Staging of the cells through the process of differentiation was also confirmed by quantitative expression analysis of the genes (Fig. 3). RNA isolated from each stage was compared with the parent cell line M1 and we found that PAX6 starts expressing at stage 1 itself with the down regulation of the pluripotent genes, other markers specific to foregut lineage or progenitors do not express significantly at this stage (p = 0.08). At stage 2, cells express PDX1, MafA, PAX4 and SOX9 manifold higher. Stage 3 cells showed significant expression of all the pancreatic progenitor markers PDX1, PAX4, NKX6.1 NGN3, MafA, and Sox9 (p < 0.001). SOX2 expression remains low in cells at all the stages (Fig. 3). There is temporal pattern of expression of markers as defined by the stages.

Fig. 3
figure3

qPCR analysis of differentiation stage specific genes in cells in comparison to hiPSC M1. Stage wise expression of genes can be seen across the panel. PAX6 is expressed in stage P1 itself and other genes start their expression at second stage P2. The levels of pancreatic progenitor markers are highest in stage P3

Generation and characterization of islet spheroids

The cells at the pancreatic progenitor stage were assembled and trapped into matrigel and incubated in the organoid medium for 10–30 days. The pancreatic progenitor cells were able to form cyst like structures and morphology of the organoids was irregular. The organoids could be re-expanded after trypsinization from very few cells (Fig. 4E) or by mechanical dissociation (Fig. 4F, G). Organoids were seen expressing markers of endocrine and exocrine cells (Fig. 5, 6 and 7) as seen by immunohistochemistry.

Fig. 4
figure4

Formation of organoids from PP Cells. A-B Gross morphology of the organoids. C- Organoids as seen in microscope show a defined boundary. D - Organoid in a GACO scaffold. E-G- Organoids can be regrown from few cells after digestion or by mechanical dissociation

Fig. 5
figure5

Immunohistochemistry of the organoids stained with Insulin and PDX1. Majority of the cells in cluster appear positive for PDX1 and Insulin in GACO scaffold and Matrigel

Fig. 6
figure6

Panel showing the staining of organoid sections from the GACO gel and matrigel. Cells showed positive staining for NGN3 and PPY. Few cells appear positive for amylin among the NKX6.1 positive cells. C peptide and NeuroD1 positive cells can also be seen in organoids generated in matrigel and GACO scaffolds

Fig. 7
figure7

Panel showing staining of organoid sections from the GACO gel and matrigel. Cells appear to be positive for Ki67 and PCNA among the clusters of the cells

GACO gels were designed by crosslinking the collagen with the oxidized gum arabic, these gels are stable and biocompatible to a range of cells (Sarika et al. 2014; Rohit et al. 2021). These gels can be fabricated by changing oxidation level of gum arabic and collagen concentration to suit the need of the cells (Rohit et al. 2021, Uday Chandrika et al. 2021). Organoids were assembled in various concentrations of collagen (0.25% to 1%) that were crosslinked with gum arabic oxidized to 5%. Depending on the cell viability we decided to continue with GACO gel with 0.25% collagen (0.25% C) [Table 3]. Cells in the higher collagen concentration did not appear to aggregate and remained isolated within the scaffold.
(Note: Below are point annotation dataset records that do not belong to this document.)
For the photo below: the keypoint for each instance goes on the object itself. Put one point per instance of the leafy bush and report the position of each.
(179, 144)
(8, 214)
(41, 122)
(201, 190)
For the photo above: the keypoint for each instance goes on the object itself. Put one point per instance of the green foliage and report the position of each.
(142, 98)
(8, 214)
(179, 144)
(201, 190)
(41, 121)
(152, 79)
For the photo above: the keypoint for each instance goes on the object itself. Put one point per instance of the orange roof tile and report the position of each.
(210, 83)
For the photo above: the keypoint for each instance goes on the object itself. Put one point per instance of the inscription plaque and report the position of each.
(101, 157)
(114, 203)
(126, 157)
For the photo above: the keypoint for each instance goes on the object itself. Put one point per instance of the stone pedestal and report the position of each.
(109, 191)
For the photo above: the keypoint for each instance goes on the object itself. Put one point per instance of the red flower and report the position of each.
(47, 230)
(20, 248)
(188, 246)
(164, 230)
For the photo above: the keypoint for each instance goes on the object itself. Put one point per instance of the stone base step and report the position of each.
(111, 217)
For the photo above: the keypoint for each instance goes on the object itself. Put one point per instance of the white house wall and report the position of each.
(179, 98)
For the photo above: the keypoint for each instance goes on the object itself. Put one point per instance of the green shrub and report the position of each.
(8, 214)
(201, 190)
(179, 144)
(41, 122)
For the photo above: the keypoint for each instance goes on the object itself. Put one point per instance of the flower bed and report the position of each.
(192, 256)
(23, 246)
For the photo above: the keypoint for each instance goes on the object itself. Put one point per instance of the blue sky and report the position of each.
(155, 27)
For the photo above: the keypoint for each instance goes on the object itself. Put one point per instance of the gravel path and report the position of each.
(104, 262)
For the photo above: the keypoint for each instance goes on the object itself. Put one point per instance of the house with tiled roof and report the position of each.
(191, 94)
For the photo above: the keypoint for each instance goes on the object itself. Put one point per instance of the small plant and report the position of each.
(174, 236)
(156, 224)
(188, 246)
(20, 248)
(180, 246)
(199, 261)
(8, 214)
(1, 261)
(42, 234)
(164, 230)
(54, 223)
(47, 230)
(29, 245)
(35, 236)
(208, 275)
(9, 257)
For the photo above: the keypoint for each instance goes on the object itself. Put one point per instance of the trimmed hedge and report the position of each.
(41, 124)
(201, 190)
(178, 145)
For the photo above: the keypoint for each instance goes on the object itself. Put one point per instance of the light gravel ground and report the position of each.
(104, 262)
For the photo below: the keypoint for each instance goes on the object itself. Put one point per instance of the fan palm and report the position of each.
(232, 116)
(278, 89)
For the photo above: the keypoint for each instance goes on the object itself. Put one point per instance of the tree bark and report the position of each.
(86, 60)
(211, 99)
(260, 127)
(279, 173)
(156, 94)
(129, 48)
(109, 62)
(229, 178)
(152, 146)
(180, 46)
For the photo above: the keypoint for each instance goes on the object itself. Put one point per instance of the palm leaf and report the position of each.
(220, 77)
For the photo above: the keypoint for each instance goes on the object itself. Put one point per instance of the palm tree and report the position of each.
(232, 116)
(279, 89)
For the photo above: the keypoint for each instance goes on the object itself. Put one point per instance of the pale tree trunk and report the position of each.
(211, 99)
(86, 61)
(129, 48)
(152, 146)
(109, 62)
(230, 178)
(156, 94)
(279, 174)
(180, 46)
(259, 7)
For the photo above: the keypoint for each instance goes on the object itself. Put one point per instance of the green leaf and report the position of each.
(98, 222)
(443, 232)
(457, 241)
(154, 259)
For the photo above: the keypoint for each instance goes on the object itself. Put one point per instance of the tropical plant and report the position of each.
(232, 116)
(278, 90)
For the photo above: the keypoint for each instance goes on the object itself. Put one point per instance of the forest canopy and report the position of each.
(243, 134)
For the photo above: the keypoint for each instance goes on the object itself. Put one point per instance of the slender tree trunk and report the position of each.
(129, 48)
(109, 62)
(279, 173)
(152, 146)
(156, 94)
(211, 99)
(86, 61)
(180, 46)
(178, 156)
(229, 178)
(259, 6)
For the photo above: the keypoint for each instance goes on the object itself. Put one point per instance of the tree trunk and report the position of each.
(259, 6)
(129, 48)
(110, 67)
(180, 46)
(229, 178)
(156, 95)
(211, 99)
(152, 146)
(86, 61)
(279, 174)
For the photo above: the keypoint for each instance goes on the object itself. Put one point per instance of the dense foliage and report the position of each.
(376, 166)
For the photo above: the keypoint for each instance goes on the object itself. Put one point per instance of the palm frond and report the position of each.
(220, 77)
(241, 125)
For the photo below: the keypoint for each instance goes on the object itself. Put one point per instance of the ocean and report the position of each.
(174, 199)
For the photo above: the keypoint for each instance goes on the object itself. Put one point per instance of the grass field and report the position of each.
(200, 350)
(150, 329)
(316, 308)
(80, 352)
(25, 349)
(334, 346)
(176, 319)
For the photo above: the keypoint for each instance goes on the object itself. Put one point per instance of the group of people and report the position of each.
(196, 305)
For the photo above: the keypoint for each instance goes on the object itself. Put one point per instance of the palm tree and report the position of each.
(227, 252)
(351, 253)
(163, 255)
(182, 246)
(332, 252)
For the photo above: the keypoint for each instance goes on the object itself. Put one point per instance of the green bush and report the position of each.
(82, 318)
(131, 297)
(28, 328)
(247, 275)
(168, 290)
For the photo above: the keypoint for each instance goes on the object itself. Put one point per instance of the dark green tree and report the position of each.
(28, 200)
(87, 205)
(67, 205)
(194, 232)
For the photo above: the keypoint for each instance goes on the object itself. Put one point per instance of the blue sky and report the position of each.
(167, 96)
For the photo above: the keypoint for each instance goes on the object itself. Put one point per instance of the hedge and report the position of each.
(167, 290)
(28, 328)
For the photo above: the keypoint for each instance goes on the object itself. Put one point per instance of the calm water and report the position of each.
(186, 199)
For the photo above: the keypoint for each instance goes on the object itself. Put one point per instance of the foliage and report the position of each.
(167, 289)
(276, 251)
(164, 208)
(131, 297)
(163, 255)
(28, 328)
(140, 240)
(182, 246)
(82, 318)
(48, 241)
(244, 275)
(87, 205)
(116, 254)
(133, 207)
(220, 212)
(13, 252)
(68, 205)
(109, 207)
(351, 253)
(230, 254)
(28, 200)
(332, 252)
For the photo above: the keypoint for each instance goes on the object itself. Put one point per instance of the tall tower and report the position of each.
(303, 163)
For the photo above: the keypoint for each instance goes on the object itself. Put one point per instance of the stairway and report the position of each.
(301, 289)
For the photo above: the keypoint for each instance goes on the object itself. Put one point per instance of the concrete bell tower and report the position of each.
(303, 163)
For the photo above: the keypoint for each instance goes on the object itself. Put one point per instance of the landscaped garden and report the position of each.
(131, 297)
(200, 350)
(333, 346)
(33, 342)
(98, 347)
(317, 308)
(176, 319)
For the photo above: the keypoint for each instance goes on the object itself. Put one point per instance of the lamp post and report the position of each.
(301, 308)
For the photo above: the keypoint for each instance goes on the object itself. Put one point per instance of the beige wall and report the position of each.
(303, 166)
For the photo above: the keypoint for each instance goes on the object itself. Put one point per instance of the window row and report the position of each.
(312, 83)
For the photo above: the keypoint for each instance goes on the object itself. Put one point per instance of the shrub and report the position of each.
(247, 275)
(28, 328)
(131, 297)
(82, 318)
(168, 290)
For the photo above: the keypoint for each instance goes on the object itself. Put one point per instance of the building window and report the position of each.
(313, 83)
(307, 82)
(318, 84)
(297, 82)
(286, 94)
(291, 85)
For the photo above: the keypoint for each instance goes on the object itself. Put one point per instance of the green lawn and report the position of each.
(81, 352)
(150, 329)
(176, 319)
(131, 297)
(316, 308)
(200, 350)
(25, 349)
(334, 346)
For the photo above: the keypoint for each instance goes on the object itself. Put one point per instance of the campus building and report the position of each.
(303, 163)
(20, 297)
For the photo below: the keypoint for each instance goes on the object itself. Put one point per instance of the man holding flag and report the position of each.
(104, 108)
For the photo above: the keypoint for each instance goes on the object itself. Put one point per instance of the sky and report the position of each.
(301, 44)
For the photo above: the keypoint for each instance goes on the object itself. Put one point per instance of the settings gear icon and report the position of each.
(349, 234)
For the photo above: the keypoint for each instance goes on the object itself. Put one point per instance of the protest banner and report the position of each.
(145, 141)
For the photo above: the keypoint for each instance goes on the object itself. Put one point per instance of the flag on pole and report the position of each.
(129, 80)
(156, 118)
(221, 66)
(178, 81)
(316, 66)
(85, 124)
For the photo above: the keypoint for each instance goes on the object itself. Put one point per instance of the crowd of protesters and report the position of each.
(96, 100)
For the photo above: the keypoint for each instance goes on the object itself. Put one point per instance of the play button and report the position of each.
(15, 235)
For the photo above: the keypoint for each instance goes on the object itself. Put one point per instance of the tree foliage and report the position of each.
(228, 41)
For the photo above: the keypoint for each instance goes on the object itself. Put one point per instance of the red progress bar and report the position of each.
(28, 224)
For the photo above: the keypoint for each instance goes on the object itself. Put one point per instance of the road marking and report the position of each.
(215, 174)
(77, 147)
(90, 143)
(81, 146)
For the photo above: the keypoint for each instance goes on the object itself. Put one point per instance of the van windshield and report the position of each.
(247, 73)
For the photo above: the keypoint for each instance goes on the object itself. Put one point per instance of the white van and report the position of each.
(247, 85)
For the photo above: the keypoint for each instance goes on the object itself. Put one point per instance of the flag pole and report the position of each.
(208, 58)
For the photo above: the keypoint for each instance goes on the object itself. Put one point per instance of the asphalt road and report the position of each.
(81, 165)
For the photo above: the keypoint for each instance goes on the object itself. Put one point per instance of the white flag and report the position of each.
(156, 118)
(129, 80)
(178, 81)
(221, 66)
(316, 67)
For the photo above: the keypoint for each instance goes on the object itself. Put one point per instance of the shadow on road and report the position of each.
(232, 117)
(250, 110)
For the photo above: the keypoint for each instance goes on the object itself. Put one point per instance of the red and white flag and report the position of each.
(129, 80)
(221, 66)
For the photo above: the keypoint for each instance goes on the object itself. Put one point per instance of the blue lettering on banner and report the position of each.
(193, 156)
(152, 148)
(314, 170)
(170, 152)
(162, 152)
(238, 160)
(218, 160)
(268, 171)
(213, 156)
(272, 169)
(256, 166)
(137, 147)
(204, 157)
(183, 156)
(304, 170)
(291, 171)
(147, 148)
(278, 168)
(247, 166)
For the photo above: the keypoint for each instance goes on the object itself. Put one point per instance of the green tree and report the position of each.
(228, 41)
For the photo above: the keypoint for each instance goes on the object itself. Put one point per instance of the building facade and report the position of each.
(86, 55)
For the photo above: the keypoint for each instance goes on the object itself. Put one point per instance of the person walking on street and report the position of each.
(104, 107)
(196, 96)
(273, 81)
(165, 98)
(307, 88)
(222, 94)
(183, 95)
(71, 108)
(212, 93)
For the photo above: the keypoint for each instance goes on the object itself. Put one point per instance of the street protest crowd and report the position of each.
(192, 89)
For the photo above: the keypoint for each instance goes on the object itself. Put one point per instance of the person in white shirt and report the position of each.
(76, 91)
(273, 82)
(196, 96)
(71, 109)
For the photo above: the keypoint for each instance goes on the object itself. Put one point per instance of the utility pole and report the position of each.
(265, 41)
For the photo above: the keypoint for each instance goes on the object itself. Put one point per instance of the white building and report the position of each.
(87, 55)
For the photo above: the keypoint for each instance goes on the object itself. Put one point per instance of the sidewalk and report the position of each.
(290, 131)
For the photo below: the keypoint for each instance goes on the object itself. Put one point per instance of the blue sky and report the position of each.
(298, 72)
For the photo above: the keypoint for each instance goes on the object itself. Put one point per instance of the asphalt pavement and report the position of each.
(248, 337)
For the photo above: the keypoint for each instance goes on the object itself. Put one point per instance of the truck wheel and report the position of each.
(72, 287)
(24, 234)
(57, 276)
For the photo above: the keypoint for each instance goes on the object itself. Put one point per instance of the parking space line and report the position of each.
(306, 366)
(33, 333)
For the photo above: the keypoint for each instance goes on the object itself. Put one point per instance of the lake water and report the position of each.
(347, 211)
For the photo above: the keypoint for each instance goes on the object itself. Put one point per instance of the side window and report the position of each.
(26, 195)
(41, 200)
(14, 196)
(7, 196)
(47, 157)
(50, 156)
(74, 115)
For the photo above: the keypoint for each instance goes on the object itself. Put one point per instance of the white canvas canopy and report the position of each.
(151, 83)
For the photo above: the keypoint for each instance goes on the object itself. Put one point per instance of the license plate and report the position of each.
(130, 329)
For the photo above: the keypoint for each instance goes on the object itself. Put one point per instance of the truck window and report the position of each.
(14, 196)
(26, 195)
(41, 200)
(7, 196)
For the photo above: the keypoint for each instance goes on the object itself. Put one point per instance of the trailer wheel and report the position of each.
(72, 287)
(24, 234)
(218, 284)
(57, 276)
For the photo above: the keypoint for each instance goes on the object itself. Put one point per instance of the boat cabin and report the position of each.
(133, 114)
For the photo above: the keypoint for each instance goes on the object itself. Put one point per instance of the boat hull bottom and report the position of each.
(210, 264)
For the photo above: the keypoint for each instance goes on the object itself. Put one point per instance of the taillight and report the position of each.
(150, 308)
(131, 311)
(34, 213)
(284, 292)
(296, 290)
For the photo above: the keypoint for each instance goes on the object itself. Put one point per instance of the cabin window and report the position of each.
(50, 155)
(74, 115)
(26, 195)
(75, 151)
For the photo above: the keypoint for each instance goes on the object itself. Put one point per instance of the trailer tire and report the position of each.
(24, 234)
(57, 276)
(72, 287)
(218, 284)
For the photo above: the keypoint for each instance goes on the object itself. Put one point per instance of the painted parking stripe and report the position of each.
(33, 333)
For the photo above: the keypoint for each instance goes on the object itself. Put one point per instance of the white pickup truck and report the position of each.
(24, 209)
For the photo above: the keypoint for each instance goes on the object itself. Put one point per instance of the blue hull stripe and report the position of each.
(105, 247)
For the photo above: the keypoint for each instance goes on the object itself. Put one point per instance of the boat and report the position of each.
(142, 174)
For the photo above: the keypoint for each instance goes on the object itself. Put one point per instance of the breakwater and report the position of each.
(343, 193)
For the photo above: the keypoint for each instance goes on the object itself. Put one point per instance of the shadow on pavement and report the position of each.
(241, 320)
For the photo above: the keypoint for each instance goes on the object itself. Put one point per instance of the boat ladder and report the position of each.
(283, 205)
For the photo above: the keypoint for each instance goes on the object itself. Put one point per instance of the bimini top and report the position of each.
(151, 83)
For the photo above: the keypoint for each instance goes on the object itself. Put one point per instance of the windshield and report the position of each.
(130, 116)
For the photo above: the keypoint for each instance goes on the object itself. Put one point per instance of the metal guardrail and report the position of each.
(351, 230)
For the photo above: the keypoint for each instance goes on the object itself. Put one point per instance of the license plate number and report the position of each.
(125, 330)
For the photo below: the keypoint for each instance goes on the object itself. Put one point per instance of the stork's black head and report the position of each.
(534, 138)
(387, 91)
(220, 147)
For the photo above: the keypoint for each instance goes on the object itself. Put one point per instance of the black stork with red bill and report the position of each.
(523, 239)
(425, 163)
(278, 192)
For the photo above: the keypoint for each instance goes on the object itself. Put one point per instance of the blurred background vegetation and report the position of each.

Table 3 Viability of cells in GACO scaffolds

Islet organoids were trapped in the matrigel, collagen and GACO gel (0.25% C) and compared for the marker appearance and the functional tests. The most stable among these were the GACO organoids. The cell cluster grew the best in the matrigel and the GACO hydrogels (with 0.25% C). Organization of the cells was clustered for islet cells having mostly beta cells that are positive for insulin, amylin and NGN3 with rare positive cells for glucagon and somatostatin (Fig. 6). At the periphery of these clusters of islet cells, one could also locate few cells that are acinar like positive cells for carboxypeptidase and pancreatic amylase (Fig. 6). GACO and the matrigel showed presence of cells with proliferation capacity as the cells stained positive for both PCNA and Ki67 (Fig. 7). Collagen scaffolds were most unstable for any kind of analysis, even the stability of the organoid was compromised while handling.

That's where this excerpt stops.